Abstract
A phytochemical study of the flowers of Citharexylum spinosum L. affords the isolation of a new iridoid glycoside, spinomannoside, together with seven known compounds. The isolates were evaluated for their cytotoxic, anti-tyrosinase and anti-cholinesterase activities. Molecular docking and SAR analysis has been sufficiently and widely discussed.
•Phytochemical and biological studies of Citharexylum spinosum L. tree were carried out.•A series of iridoid glycosides were isolated and identified by spectroscopic means.•Isolated compounds were evaluated for their anti-tyrosinase, anticholinesterase and cytotoxic activities.•Caudatoside E, the significant bioactive compound, was docked to the crystal structures of the related proteins.

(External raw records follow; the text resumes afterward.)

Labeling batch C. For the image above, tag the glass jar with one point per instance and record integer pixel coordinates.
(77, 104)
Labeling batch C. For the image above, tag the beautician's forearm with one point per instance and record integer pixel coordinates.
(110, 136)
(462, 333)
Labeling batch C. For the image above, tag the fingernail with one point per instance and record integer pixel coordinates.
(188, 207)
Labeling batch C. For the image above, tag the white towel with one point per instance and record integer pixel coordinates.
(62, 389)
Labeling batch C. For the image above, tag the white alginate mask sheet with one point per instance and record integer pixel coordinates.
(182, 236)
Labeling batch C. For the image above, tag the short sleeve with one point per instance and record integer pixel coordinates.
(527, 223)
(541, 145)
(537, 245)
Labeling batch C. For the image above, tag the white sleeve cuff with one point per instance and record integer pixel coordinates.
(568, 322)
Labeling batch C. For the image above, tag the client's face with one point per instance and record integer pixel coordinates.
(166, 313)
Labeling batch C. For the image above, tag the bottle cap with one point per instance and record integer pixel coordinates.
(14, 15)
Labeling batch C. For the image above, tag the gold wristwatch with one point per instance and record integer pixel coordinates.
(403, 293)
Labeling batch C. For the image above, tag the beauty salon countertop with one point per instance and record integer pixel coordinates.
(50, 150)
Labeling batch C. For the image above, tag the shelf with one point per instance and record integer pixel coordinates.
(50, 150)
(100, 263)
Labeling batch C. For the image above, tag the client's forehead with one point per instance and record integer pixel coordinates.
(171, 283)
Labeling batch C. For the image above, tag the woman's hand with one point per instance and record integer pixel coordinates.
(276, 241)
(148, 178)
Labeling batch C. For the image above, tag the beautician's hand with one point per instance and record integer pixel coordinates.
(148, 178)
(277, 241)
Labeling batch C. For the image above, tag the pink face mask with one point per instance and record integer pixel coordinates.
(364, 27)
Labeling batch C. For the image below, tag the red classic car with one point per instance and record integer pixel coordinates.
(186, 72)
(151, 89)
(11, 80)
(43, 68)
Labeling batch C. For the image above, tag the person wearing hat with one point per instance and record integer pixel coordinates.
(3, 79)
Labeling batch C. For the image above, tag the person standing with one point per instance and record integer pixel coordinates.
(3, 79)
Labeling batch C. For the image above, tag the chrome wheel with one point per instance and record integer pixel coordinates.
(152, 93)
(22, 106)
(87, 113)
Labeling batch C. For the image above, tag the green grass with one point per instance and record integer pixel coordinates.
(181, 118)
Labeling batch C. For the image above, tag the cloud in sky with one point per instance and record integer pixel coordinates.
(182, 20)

For several years, chemicals with plant sources are of significant interest mainly for its amazing therapeutic properties and particularly at the structural level. For this reason, a phytochemical investigation and a biological evaluation were performed on the Tunisian Citharexylum spinosum L. tree. The n-butanol extract of flowers from this plant was fractionated by silica gel column chromatography and its fractions have been purified using preparative HPLC, which led to the isolation of a new iridoid glycoside named spinomannoside, as well as seven other known identified as 5-deoxypulchelloside I, pulchelloside I, lamiide, durantoside I, lamiidoside, and caudatosides B and E. The structures of the isolates were established by spectroscopic means including 1D and 2D NMR experiments, and spectrometric ESI-HRMS analysis. Furthermore, the isolated compounds were evaluated in vitro for their anti-tyrosinase, anticholinesterase, and cytotoxic activities. Caudatoside E displayed the highest anti-tyrosinase effect, with a percent of inhibition value of 69.3 ± 2.8 %. Also, the highest anticholinesterase effect was given by caudatoside E with an IC50 value of 22.38 ± 1.82 μM. Lamiidoside and caudatoside E were found to be the most cytotoxic compounds against the human cervical cancer cell line (HeLa) with IC50 values of 17.28 ± 1.40 and 19.02 ± 0.90 μM, respectively. The study of the structure-activity relationship (SAR) has been sufficiently discussed. Caudatoside E, the most active compound, was docked with the protein crystal structures of the PDBs: 2Y9X, 4B0P, and 4I5I.